Introduction
Introduction Statistics Contact Development Disclaimer Help
# taz.de -- Temporäre Spielstraßen in Berlin: Freie Fahrt für Dreiräder
> Die temporären Spielstraßen könnten auch nach Corona bleiben. Drei
> Berliner Bezirke setzen so ein Zeichen gegen die Dominanz des Autos in
> der Stadt.
Bild: Unbeschwertes Spielen mitten auf der Anzengruber Straße in Neukölln
BERLIN taz | Wenn Straßen in Berlin gesperrt sind, dann meistens, weil
Märkte stattfinden, weil gebaut oder demonstriert wird. Selten wird in das
Reich der Autos reingegrätscht, um zu Spielen. Doch das ändert sich gerade.
„Corona hat zu einer Spielstraßenrevolution geführt“, sagt Cornelia
Dittrich vom Bündnis Temporäre Spielstraßen. In Friedrichshain-Kreuzberg,
Neukölln und Pankow werden bereits – meist sonntags – Straßenabschnitte f…
Kinder gesperrt. Weitere Bezirke wollen folgen. Lässt sich etwa mit
Federball und Kreidemalen die Verkehrshierarchie der autozentrierten Stadt
auf den Kopf stellen?
Seit der fünfwöchigen Sperrung von Spielplätzen aufgrund von Hygieneregeln
bis Anfang Mai bekommt die Idee, Autostraßen zu [1][temporären
Spielstraßen] zu erklären, Aufwind. Das dicht besiedelte
Friedrichshain-Kreuzberg preschte vor, um trotz Abstandsregeln mehr Platz
für Kinder und Eltern zu schaffen: In der Nähe von Spielplätzen wurden 19
Abschnitte für die Sommermonate umgemünzt, wobei aktuell einige wegen der
Sommerferien pausieren, weil sich nicht genügend Kiezlots*innen finden –
Freiwillige, die die Straßen an den entsprechenden Nachmittagen betreuen.
Neukölln zog mit vier Spielstraßen nach. In Mitte sind laut Bezirk derzeit
zehn in der Planung.
In der Neuköllner Anzengruberstraße kommen nicht nur haufenweise Kinder auf
ihre Kosten, die auf der Straße sowie dem angrenzenden Spielplatz spielen:
Neben einer Minirampe, über die eine junge Inlineskaterin rollt, sitzen
Dutzende Erwachsene in Stuhlkreisen, auf Fenstersimsen und mit Kleinkindern
auf Decken. Aus einem Café dudelt Musik. Es wird gegrillt.

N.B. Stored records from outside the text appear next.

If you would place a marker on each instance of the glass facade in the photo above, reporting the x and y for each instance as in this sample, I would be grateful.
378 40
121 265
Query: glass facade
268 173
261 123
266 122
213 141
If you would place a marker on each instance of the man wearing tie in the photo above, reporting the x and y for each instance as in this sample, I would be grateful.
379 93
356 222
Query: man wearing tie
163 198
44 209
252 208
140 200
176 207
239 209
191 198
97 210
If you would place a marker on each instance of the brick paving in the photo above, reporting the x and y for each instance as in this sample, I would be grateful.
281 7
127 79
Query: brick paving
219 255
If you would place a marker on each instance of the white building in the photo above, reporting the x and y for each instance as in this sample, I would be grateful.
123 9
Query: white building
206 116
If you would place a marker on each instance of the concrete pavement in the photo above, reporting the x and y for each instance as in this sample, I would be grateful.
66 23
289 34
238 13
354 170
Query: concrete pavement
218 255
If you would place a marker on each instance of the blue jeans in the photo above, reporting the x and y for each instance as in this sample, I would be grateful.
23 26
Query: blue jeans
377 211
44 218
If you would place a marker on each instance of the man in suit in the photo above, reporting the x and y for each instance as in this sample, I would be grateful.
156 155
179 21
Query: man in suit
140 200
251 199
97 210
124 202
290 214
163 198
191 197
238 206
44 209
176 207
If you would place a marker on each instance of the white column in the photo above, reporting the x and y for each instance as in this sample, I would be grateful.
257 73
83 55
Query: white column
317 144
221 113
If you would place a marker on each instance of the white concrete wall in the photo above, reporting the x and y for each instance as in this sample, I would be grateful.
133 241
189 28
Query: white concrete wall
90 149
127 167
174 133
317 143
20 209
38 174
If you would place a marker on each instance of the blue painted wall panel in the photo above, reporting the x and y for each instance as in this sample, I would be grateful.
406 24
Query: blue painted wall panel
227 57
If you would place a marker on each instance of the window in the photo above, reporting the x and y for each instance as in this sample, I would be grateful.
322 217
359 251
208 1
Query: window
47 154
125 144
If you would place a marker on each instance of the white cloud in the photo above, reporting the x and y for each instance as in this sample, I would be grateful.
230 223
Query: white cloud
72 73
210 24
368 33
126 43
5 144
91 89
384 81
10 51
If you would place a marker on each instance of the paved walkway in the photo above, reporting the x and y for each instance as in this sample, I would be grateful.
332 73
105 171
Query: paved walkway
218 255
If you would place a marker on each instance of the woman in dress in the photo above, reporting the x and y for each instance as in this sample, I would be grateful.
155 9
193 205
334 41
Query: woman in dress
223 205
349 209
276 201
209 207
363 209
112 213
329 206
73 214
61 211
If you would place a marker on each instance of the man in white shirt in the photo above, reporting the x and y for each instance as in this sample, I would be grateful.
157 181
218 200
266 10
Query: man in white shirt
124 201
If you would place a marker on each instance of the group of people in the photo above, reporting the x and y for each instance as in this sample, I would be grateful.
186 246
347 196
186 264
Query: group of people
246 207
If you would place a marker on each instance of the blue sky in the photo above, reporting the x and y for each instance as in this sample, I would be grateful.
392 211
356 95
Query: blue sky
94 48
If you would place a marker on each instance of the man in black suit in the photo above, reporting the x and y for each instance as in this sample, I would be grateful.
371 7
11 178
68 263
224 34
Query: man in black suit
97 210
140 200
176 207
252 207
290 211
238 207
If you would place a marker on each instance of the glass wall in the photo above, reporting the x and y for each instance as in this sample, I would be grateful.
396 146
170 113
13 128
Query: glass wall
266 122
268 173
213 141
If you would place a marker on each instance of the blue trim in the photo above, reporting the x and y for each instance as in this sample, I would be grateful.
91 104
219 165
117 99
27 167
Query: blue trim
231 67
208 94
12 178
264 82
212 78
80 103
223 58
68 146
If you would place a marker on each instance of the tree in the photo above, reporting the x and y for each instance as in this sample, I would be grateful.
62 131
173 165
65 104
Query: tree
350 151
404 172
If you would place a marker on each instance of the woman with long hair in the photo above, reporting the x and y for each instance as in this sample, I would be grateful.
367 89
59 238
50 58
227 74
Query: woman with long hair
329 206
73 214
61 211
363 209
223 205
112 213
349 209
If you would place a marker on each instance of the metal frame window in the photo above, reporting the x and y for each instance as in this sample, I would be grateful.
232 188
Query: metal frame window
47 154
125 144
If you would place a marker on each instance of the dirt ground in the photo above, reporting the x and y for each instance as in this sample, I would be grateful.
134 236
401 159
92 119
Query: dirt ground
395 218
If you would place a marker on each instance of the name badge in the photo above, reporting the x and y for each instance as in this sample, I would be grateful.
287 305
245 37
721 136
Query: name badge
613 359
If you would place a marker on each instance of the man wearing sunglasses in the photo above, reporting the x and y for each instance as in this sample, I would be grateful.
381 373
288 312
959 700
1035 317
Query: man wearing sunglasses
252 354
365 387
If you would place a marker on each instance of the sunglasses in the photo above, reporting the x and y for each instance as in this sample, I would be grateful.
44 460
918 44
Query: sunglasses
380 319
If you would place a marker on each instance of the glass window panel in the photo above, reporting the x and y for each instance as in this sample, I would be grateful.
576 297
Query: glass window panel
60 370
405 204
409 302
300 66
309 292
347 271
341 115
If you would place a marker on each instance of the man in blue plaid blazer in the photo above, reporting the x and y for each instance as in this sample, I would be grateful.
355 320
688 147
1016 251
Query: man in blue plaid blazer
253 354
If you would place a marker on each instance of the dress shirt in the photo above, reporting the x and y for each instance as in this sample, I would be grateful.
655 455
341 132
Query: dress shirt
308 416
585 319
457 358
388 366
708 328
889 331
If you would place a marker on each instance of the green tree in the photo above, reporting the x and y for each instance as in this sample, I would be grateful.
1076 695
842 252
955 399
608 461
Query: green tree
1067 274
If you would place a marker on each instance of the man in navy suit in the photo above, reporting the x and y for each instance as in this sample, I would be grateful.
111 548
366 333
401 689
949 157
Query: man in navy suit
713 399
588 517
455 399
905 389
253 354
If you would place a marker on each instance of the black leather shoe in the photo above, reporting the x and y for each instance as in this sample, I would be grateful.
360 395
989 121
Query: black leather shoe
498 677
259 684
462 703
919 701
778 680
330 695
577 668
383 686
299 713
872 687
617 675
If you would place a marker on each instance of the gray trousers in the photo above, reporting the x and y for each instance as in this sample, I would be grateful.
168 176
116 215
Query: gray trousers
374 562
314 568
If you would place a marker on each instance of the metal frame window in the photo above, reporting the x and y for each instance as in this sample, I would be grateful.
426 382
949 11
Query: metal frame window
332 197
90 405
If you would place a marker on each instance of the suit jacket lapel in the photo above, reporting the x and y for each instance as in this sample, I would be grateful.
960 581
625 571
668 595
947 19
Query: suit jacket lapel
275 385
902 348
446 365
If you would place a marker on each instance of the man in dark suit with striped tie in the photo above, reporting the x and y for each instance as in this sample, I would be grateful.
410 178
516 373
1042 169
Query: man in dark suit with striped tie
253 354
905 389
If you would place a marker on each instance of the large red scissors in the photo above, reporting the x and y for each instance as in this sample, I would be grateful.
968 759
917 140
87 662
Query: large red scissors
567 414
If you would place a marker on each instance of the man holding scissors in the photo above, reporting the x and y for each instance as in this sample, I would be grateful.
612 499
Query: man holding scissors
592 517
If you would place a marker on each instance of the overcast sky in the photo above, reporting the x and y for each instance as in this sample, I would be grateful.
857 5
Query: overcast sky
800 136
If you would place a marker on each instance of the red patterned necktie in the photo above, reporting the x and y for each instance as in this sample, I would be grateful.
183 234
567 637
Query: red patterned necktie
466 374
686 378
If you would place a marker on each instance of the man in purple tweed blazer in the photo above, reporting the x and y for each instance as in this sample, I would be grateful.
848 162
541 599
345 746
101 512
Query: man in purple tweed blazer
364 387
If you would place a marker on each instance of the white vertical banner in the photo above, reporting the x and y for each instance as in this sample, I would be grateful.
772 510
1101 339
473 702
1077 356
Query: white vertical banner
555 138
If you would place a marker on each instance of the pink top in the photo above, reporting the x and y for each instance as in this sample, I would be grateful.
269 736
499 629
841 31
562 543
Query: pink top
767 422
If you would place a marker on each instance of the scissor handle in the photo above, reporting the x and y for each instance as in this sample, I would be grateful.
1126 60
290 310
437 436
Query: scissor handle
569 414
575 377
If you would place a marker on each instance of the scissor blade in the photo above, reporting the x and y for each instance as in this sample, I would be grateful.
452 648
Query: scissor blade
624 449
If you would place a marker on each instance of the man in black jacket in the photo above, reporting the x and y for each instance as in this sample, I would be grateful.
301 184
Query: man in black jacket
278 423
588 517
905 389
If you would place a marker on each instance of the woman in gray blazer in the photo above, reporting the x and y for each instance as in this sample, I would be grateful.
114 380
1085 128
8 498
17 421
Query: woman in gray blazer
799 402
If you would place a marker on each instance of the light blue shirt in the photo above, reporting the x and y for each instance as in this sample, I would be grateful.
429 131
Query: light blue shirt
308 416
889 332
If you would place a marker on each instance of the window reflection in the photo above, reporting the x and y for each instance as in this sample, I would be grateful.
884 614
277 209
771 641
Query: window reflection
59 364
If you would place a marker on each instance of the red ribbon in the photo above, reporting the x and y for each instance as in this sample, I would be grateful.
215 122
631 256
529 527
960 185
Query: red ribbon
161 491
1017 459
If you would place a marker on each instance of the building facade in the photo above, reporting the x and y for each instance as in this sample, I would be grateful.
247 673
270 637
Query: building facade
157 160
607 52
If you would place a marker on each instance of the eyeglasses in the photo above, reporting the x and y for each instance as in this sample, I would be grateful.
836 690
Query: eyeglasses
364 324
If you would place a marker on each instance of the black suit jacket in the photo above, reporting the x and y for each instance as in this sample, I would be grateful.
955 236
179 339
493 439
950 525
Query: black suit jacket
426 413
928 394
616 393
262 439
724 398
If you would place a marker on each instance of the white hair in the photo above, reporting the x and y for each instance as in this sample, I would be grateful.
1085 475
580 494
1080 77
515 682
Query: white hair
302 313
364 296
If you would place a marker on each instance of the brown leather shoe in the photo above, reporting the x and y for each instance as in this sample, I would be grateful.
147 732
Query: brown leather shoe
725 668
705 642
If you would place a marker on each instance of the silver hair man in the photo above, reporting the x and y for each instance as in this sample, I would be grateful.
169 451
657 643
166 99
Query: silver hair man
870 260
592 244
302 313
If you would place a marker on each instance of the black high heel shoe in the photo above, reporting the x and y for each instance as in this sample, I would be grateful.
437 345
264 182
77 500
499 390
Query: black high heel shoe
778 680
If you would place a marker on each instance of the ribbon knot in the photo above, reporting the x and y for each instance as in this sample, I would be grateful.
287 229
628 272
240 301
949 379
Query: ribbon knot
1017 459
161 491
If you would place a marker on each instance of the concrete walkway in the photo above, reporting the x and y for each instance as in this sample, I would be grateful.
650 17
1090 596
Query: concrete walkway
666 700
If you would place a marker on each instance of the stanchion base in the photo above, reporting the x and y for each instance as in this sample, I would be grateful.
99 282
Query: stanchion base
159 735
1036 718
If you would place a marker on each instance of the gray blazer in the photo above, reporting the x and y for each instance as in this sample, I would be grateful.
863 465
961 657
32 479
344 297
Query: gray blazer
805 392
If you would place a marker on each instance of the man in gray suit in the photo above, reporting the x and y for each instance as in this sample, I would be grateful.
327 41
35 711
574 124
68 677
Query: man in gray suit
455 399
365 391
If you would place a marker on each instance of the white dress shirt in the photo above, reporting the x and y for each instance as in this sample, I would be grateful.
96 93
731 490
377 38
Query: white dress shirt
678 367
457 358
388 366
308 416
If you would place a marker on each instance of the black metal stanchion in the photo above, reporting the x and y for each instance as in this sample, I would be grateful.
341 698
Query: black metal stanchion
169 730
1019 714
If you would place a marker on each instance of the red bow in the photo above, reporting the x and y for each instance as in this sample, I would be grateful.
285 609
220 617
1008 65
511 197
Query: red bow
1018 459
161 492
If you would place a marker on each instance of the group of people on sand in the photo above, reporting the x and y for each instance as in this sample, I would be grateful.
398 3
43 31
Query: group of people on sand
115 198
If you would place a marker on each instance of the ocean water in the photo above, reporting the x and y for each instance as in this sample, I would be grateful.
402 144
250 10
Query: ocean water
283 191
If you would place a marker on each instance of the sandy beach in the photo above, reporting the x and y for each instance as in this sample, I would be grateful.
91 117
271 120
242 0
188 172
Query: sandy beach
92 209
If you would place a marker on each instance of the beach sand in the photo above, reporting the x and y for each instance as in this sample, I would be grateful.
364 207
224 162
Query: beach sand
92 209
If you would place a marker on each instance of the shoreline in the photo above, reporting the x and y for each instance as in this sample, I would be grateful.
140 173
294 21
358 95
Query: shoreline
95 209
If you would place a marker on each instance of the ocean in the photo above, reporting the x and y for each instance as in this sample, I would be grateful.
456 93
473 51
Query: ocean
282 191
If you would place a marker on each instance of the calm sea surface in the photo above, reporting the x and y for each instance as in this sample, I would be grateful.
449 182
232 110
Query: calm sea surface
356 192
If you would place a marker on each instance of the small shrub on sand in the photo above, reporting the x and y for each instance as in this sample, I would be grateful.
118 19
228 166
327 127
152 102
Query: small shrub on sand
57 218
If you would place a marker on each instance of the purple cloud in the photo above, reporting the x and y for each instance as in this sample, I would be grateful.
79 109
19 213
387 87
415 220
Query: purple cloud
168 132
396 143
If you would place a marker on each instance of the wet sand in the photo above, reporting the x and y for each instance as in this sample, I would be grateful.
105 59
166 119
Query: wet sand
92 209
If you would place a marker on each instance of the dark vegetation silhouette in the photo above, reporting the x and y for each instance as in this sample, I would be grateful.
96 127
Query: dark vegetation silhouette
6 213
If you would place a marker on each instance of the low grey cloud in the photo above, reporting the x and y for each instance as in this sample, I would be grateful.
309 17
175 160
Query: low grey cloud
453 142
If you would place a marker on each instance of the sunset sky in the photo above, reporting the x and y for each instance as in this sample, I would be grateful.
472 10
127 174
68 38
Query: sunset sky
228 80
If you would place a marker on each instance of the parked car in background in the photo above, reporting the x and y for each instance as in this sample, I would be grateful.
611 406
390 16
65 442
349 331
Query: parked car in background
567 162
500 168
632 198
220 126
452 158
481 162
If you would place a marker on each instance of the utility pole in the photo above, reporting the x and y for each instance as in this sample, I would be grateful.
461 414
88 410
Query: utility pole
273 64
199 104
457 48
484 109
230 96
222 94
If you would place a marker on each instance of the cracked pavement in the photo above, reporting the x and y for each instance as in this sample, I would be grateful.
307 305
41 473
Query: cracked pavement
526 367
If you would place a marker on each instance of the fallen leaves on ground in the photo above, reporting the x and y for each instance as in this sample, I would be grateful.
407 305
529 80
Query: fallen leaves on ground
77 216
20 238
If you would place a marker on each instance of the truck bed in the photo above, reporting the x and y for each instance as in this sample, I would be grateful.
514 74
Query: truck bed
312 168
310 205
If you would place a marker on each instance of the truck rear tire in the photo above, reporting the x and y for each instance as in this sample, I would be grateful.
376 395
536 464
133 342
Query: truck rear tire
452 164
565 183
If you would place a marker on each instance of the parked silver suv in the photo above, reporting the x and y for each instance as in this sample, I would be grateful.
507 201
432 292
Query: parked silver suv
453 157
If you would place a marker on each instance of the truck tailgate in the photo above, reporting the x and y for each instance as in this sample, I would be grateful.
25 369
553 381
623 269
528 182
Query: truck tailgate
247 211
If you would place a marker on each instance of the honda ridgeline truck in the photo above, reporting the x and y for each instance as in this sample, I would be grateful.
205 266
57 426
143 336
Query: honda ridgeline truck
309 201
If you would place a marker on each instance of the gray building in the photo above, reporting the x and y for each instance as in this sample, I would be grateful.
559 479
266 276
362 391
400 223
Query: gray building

## Von Anwohner*innen initiiert
„Wir sind überrascht, wie gut es läuft“, sagt Bajram Sabani. An der
Warnweste des 51-jährigen Anwohners zieht dessen Tochter. Er macht mit, um
mit ihr hier sicher spielen zu können, sagt er. Mit rund 20 weiteren
Freiwilligen organisiert er die Spielstraße: Er stellt die Schilder des
Bezirks auf, spricht mit Autofahrer*innen und lässt im Notfall den
Rettungswagen durch. Im Gegensatz zu anderen Straßen ist die Anzengruber
nicht vom Bezirk, sondern von Anwohner*innen selbst initiiert.
„Dass die Idee aus der Anwohnerschaft kommt, ist der Grundgedanke. Daher
müssten die temporären Spielstraßen eigentlich auch anders heißen“, sagt
Dittrich vom [2][Spielstraßen-Bündnis]. „Nachbarschaftsstraße wäre ein
schönerer Name“, findet sie. Seit nunmehr einem Jahr setzt sich das Bündnis
dafür ein, Straßen zu Spielplätzen zu machen – etwas, das beispielsweise in
London oder Bremen schon seit Jahren funktioniert.
Auch in Berlin gab es temporäre Spielstraßen schon vor Corona. In der
[3][Kreuzberger Böckhstraße] darf mittwochs während der Sommermonate
gespielt werden. In der Gudvanger Straße in Pankow gibt es aufgrund einer
jahrelangen Vorgeschichte und Streit zwischen Anwohner*innen nun die Regel,
dass einmal im Monat mittwochnachmittags gespielt werden darf. Die
Templiner Straße soll im August starten, zudem gebe es zwei weitere
Anwohner*innen-Initiativen in Pankow.
## Hoher Verkehrsdruck
Mancherorts wird auch geschummelt, könnte man meinen, indem „dauerhafte
Spielstraßen“ zu temporären gemacht werden. Man kennt sie, diese blauen
Verkehrsschilder, auf denen ein Kind mit einem Ball zu sehen ist: Hier darf
gespielt werden.
Was umgangssprachlich Spielstraße genannt wird, ist jedoch nur eine
„verkehrsberuhigte Zone“. Autos dürfen durchfahren, wenn auch nur mit
Schrittgeschwindigkeit. „Ein Versuch, alles zu vereinen“, sagt Dittrich.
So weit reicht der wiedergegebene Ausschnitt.